The old Colombian “security” service is there just like he thought they’d be. More like an Army of hitters. No doubt they would let Joven in.

“Just as I figured, they want me pushin’ up cauliflower,” says Ronaldo, smirking at how corny what he just said is.

“Man you a gas, you a wild boy, look here, the pizza guy got two pepsis to go (Ceasar: two, tech nines) and the big coffee guy got a double expresso with a straw (Chico: sawed off, double barrel shotgun plus machete) and guess what!”

“What man,” Joven asked, beginning to laugh at Brown’s high pitched excited voice.

“Yo nigga, aka yours forever, got a Big Mac sandwich, two all beef patties, special sauce lettuce cheese, brotha. With fries. (Brown: Israeli Mack 11 Semi-auto with reversable clips three hundred rounds each) Fries baby! Frankly I’m a little aroused.”

“And the strawberry shakes? (tear gas) what about that. We have to even it out, they’ll have plenty of food (guns) there at the meeting.”

“Got it. You holdin.’”

“Yeah, I brough some cigar and a Zip lighter (six-round revolver pistol) one for Klien, one and five for Batista. He likes to smoke.”

“Well yeppeekiyeah.”

Ronaldo laughs,

“You’re straight out of a bad 70s movie man. Look play time is over you’re excited and all that but ya’ll better be on point or else I’m comin’ back from the grave and throw a party for all of you (kill everyone). And uh Brown, about Atlantic City….”

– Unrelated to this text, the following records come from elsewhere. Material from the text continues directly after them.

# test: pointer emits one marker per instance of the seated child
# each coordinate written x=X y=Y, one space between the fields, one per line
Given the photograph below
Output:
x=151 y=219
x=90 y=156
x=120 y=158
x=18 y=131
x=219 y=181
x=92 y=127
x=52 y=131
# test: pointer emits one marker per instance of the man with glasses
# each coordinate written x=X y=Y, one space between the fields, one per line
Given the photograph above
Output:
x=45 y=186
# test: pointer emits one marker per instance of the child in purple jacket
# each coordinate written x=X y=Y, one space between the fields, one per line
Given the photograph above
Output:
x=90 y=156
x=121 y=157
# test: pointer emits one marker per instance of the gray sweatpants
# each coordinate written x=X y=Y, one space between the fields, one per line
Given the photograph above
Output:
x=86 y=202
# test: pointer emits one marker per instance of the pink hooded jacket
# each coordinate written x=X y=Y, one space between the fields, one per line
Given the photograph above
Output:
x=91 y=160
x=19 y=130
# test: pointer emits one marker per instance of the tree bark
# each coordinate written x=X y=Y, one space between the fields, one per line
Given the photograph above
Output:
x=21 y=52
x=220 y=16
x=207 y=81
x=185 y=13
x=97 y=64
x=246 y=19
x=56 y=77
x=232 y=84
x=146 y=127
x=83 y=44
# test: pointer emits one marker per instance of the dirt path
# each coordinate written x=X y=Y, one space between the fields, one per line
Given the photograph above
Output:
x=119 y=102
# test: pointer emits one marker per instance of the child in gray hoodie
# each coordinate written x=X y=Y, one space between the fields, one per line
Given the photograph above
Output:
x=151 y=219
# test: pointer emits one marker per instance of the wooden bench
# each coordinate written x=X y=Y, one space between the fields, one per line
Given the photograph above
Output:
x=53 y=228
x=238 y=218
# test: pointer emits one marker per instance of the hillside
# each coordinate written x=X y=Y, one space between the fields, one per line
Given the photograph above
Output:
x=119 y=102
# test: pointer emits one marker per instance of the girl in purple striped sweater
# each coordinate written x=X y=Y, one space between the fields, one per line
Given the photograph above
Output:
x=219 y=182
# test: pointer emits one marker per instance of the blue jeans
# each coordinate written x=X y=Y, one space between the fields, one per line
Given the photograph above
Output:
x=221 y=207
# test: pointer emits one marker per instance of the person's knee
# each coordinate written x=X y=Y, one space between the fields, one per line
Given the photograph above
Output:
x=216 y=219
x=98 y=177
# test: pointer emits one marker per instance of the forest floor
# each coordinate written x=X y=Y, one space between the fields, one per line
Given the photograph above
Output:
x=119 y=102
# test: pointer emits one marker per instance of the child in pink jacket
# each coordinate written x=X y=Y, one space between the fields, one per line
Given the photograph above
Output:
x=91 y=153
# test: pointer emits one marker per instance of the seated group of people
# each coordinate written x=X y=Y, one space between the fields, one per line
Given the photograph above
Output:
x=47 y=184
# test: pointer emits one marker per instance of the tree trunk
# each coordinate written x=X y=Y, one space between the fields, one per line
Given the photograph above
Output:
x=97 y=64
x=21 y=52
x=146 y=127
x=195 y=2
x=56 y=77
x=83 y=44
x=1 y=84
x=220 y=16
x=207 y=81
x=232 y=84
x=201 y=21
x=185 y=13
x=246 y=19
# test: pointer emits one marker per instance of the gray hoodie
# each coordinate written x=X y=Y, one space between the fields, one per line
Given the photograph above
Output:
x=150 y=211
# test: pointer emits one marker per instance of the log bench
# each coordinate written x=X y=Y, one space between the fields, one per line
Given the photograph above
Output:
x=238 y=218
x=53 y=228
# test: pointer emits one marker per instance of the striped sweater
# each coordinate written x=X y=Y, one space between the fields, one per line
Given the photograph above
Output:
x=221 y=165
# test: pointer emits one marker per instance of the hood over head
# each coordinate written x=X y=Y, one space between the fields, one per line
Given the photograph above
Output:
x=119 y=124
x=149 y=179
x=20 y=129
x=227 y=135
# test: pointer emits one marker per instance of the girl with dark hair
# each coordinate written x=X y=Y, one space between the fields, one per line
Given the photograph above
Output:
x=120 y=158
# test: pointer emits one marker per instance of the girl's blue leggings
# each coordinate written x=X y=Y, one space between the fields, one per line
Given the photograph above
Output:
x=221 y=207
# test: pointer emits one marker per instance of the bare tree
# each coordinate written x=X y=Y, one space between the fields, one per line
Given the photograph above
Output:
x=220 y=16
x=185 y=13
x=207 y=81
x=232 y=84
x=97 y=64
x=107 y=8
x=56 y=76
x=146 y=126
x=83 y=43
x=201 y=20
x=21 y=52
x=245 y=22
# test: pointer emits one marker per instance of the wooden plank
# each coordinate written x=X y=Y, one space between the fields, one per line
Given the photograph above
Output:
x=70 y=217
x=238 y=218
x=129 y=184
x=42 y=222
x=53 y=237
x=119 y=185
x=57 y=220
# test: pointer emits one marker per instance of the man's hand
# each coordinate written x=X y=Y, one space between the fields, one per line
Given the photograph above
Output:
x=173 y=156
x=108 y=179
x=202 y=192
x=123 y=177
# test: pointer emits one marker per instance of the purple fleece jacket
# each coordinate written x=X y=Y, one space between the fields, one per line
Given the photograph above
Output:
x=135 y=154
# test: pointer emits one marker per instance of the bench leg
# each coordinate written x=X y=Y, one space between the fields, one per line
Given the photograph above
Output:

“Don’t even mention it. All is well, Allah is in his holy temple.”

“You need professional help. Bueno suerte.”

“Bone suer what the hell does that mean?”

“All these years you been kickin’ it with latin-cats you don’t know what that means?”

“For some reason I never gave a shit, I sincerely hope you don’t hold that against me my Afro-Hispanic brotha.”

“Oh you done lost it. It means good luck.”

“Hide ho.”

Joven shakes his head smiling and seeing the road sign that led to the exit where the country club is. He exits the interstate, navigates the service road and heads up a steep hill. The club is at the summit of the hill. It’s an exclusive Nevada country club of less than 30 members—most on the board of La Hoya, but also some casino executives and Nevada legislators. The car approaches a large two-sided iron gate which leads into a giant coutyard drive way with a circular parking lot surrouding an elegant three-level fountain.

At that moment, Ronaldo remembered how much he hates this type of enviroment. He’d seen it earlier in the day and was reminded of how he loathes aristocrats even though he is a millionare.

He longs at that moment to be singing folk songs with Campesinos on the island or drinking a brew on 145th st. sittin’ on a stoop watching the kids play in a dirty Harlem waterplug.

Meanwhile his mind switches to the plan. The burly, muderous, thug guards let him right in, with indifferent stares, no irony, no hate, nothing. Professional.

He wants to get in the meeting, dispense with pleasantries, reliquish his interest have them transfer and make sure the money is in his foreign account and then fly on a chartered private get-away plane to Cuba where he would seek political asylum and grease local palms while
he figured out his next move. What a stupid plan, he admits to himself.

But, the likely course of action is that he will everybody except Ortega, his father, hopefully it wouldn’t come to that.

He drummed on the steering wheel, nervous, pulling up to the valet park, in front of the palatial entrance. He hops out, struting, feeling his iron rub against his ankle. They don’t even frisk him.

A limo pulls up, he whirls around.

The limo stops at the valet.

Oh shit!

She steps out.

His heart jumps.

Damn, what is she doing here?

Juanita, still delicious, still dreaming of owning her own retail chain no doubt. Still clueless. She’s no idiot but she still doesn’t deserve to be caught in a fire-fight though.

What the hell is she doing here?

Then he figures it out. Insurance policy, human shield, game-leveling pawn, pretty sacrificial lamb. Human shield.